次長:議会答弁は確認した。120万枚も41万枚も事実。120万枚というのは、県警や保健所などの分を含んだ数字で、一概に41万枚と比較はできない。

――意味が分からない。おたくの県の部長が、過去に議会で「備蓄のマスク」と明言した上で、枚数を答えている。備蓄されていた120万枚と41万8,000枚が、どう使われ、現在何枚残っているのかということを聞いているだけだ。
次長:その点については答えられない。

――人をバカにしているのか?税金で買ったマスクの使途や数を答えないというのは、許されない。他県は、マスクの備蓄状況をスラスラと答える。なぜ鹿児島県だけが、その数を隠すのか?
次長:マスクの数については調査中。

――3月10日からマスクの数について確認を求めてきた。
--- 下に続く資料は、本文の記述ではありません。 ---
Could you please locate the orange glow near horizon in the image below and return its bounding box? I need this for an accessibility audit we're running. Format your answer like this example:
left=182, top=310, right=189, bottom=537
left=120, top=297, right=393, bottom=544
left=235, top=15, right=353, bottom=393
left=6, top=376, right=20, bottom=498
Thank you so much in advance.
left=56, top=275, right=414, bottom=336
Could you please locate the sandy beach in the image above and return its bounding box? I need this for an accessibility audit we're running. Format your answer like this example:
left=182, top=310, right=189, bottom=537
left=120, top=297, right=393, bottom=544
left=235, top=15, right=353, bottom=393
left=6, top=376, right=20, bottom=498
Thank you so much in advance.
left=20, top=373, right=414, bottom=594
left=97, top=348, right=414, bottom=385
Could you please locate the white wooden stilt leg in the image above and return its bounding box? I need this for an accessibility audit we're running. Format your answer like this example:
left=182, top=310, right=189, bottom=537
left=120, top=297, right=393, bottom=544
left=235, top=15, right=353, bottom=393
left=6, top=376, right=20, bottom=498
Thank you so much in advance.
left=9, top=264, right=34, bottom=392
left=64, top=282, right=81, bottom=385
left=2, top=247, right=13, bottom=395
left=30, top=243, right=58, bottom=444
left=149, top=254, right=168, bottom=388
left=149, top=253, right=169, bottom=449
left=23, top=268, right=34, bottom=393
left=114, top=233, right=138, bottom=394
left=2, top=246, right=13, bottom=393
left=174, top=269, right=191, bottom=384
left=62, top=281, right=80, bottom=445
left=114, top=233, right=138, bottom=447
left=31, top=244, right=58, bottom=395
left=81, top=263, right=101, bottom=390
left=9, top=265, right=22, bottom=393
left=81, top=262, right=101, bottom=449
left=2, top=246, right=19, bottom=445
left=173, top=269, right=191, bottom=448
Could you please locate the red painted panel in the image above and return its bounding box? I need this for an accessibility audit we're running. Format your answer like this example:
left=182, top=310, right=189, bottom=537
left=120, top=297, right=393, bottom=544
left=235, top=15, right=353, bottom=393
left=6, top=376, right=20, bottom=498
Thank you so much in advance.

13日には県として10万枚を配布すると発表した。数を把握しているから10万枚配布が可能ということだろう。なぜ、マスクの総数を隠す?不正に転売していないか?
次長:転売などしていない。

 2009年も2017年も、議会で答弁したのは当時の保健福祉部長(現・くらし保健福祉部長)。県会議員からマスクの備蓄状況について聞かれ、保健所とか県警がどうのといった説明はつけずに、“県の備蓄”が、それぞれ120万枚、41万8,000枚であることを明らかにしている。税金で購入した物品である以上、県議会に対してはもちろん、誰から聞かれても回答する義務があるからだ。

 さらに、自然災害や感染症はいつ何時襲ってくるか分からないのだから、当然、その後の備蓄状況は毎年チェックしていなければならない。ところが県は、現在何枚のマスクを保有しているのか、すぐに確認できないとした上で、公表すること自体を頑なに拒む。これはつまり、三反園県政に危機管理能力が欠如している証左だろう。

 三反園知事は就任以来、「県民の安心・安全」を掲げて県政運営を行ってきた。原発に関する“変節”を咎められても、「県民の安心・安全」を優先してきたと強弁して、逃げた。しかし、現実はどうか――。
・マスクの備蓄状況を隠蔽する組織が、県民の「安心・安全」を守っていると言えるのか?
・過去に120万枚ものマスクを備蓄しながら、人命を守るために懸命に戦っている医療機関や介護施設に、たった10万枚のマスクしか配布できない三反園県政が県民の安心・安全を守っていると言えるのか?
・税金で購入したマスクの備蓄状況が、すぐに答えられない鹿児島県が、県民の安心・安全を守っていると言えるのか?